An English view of New Zealand in the 1950s
Colin Beaton (Quantity Surveyor) returning to England after a 20 month sojourn with us left us with this parting shot:-
"One has found the scenery extraordinary, the weather great, the hotel service average, the licensing laws puerile, the Maoris essentially New Zealand, public transport inadequate, the school education standard high. Drivers' signals are sloppy (including one's own), the girls the same as at Home; skiing first class, fishing grounds unbeatable; it does not pay to be single; a car is absolutely necessary (to lead a normal life.) Building and housing costs are completely out of proportion to the rest of the country's economy. Night life is non-existent; the commercials are the funniest items on the radio; politics too petty; for the country to prosper there must be an increase in the wages of the skilled; underwater fishing is the coming sport; athletics standard high; long-distance car driving seldom dull; traffic officers annoying; airways efficient; the latitude allowed radio announcers amazing; a smoker's paradise. Rotorua is a gem. What a good thing for Britain that Abel Tasman had a cold reception."
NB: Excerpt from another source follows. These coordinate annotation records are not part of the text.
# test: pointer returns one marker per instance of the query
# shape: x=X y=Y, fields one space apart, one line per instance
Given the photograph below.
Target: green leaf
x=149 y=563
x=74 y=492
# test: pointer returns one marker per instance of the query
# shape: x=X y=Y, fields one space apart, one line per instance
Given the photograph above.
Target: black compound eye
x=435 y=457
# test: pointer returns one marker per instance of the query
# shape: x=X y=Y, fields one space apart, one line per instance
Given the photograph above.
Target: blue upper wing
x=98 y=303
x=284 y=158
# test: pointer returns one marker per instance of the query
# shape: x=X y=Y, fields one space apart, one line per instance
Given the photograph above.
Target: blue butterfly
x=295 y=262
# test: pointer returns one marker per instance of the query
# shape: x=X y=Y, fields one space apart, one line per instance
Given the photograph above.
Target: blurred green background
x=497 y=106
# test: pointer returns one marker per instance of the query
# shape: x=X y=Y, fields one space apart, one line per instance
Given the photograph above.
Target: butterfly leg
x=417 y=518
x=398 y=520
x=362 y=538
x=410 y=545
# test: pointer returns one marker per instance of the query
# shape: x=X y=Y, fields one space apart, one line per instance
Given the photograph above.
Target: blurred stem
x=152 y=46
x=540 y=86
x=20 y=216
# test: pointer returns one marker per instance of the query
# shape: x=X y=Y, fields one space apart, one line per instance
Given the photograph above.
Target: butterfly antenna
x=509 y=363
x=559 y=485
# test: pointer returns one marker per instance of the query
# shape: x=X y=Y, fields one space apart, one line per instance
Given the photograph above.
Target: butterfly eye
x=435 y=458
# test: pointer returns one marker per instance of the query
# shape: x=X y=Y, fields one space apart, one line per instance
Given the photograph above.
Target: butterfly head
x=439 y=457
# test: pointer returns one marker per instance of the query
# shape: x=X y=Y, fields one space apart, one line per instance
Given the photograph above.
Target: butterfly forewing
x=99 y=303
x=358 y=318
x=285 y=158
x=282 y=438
Recollection of a Hawkes Bay businessman, after the Napier Earthquake
"We were dazed. Then in came Jim Fletcher, calm, confident and full of realistic ideas for getting our most important businesses going again not within weeks but within days. Amid the wreckage of my own business he picked up a piece of blank paper off the floor, brushed the grit off it and with a pencil sketched a plan. 'Would this suit you in the meantime and enable you to produce?' he asked. It did suit and it did work. In the middle of it all he asked how my son could swot in matriculation year in a rebuilding town. He insisted on my son going to live with him in Auckland and going to the Grammar School there. Big hearted even in the midst of a big rush job."